The deadly impact of windfarms on bird and bat populations shows there are no easy solutions when it comes to developing sustainable energy.
Under the Paris Agreement of 2015, governments agreed to try to limit emissions so that global temperature rises would stay well below 2°C above pre-industrial levels. As countries scramble to achieve this aim, renewable energies have come ever-more sharply into focus.
One of the fastest-growing renewable sectors is windfarm technology, with windfarms increasingly appearing across the landscape. According to the International Energy Agency, the amount of wind generation added in 2020, 114 GW, was nearly double the additions made in 2019.
But, like everything, there’s no free lunch when it comes to wind power. A study by Britain’s Royal Society found windfarms have an impact on birds and bats, causing significant fatalities of various species around these installations.
This high mortality rates come from collision with the wind turbine blades, which generally spin at speeds that make it hard for birds to see them and beyond the range of the ultrasonic navigation sounds used by bats.
Collisions are a real problem in the developing world
Developing countries have raced to install wind power as a means of meeting climate goals and pulling their populations into the modern world through clean, readily available electricity.

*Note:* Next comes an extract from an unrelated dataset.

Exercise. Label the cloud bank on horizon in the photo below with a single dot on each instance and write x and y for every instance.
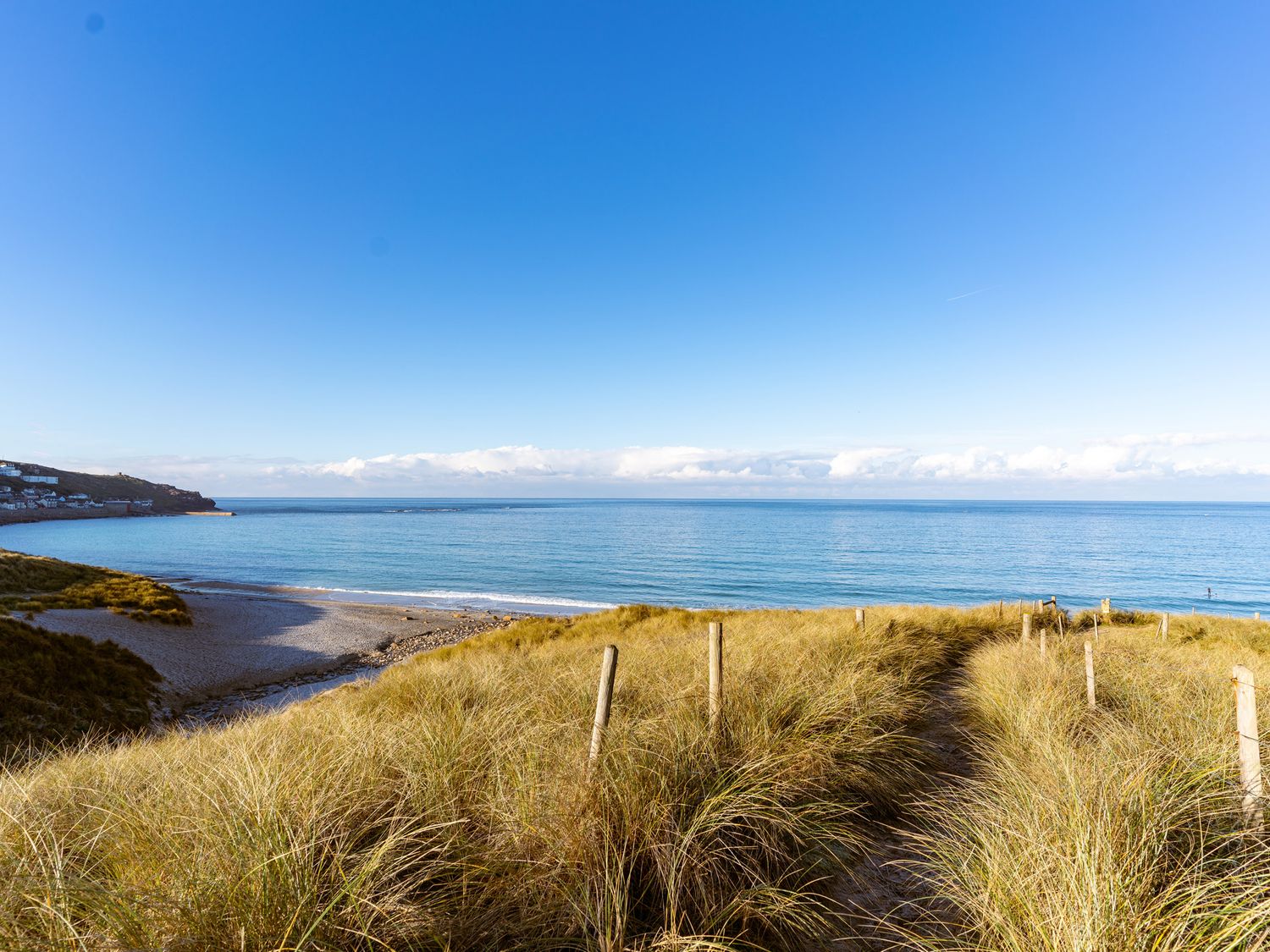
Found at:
(1160, 466)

However, the Royal Society research found rapid windfarm development is having a significant impact on migratory species, particularly in Africa, and work must be done to establish the patterns flown by birds and bats in these countries as a way of reducing mortality.
It also found – as might be expected – the bigger the turbine blade, the greater the impact on bird and bat life. But it’s not as easy as simply installing greater numbers of smaller turbines, because the greater the turbine density, the harder it is for animals to negotiate these fields as they hunt, nest and migrate.
The balancing act, the paper’s authors found, was to deploy fewer, larger turbines. The optimum turbine size, it found, was 1.25MW, which are larger than a field of small turbines but smaller than the very large blades which cause the highest rates of mortality.
It’s not a done deal, however, with more research required to understand the relationship between collision risk and larger – and therefore more efficient – turbines, and how this relationship changes between habitats.
Scientists and engineers are working on ways to mitigate the risk from windfarms for birds and bats. One answer is to use microphones at the centre of the turbine blade array to detect the ultrasonic sounds made by migratory bats. When their sounds are detected, the turbine is powered down to give the bats a clear path.
Another possible solution is to use artificial intelligence-equipped cameras able to detect migratory birds in the path of the turbine blade, and like the microphone solution, shut down the blades when birds fly by.
A total redesign of turbine blades could also be on the cards, with a vertical blade under consideration, which initial studies show could have a lower impact on wildlife.
As we strive towards net-zero, renewables and windfarms have an important role to play. But analysing the impact these ‘green’ installations have on wildlife goes to show there is very rarely a perfect solution.